How to make awesome butternut squash fries
My two favorite foods are sweet potatoes and butternut squash. I typically cut them up like french fries and put them in a roasting pan with a lot of coconut oil and salt, then bake them at 425 degrees for about 40 minutes. I wanted to actually deep fry them, so a few days ago I bought a FryDaddy deep fryer. It costs just $(removed) on Amazon, and is very highly rated by reviewers there. After making sweet potato fries and butternut squash fries, I agree with the reviewers. This is a terrific tool, especially for the price.
It couldn't be easier to use. You just add oil up the the fill line and plug it in. (I use Carrington Farms organic cold-pressed, unrefined coconut oil.) After the oil heats up, you add the chopped up potatoes or squash and fry them for about 10 minutes.
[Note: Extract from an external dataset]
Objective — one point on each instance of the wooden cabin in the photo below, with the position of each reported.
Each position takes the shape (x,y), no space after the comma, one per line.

Put them in a colander so the oil drips off (there's not a lot of oil) and shake a bunch of salt on it. The more salt the better.
I learned how to prep the sweet potatoes after listening to Adam Savage describe how he makes them. He skins and cuts the potatoes, then soaks them in water for an hour, which gets some of the starch out (the water becomes very cloudy). Then drain the water and pat the potato pieces with paper towels until they are damp. Next, put a tablespoon of corn starch in a paper bag, dump in the pieces and shake them in the bag. The pieces should be coated with a fine layer of corn starch. I don't know why you are supposed to get rid of the potatoes' natural starch and then add corn starch, but if it is good enough for Adam, it's good enough for me.
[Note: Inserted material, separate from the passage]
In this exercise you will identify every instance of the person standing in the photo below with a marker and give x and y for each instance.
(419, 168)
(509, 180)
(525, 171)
For butternut squash, you can skip the soaking part, and just shake the pieces in a bag with some corn starch. The butternut squash fries I made are nicely crispy on the outside, and tender on the inside. My family and kids' friends inhaled them.
I save the used coconut oil in the FryDaddy. It's lasted for the last few days. I will replace it as soon as it smells funny.
Anytime I fry something that requires oil, I cover the pan with a splatter screen. It keeps droplets of hot oil from shooting out of the pan while at the same time allowing steam to escape. It also doubles as a colander. The one I use is excellent.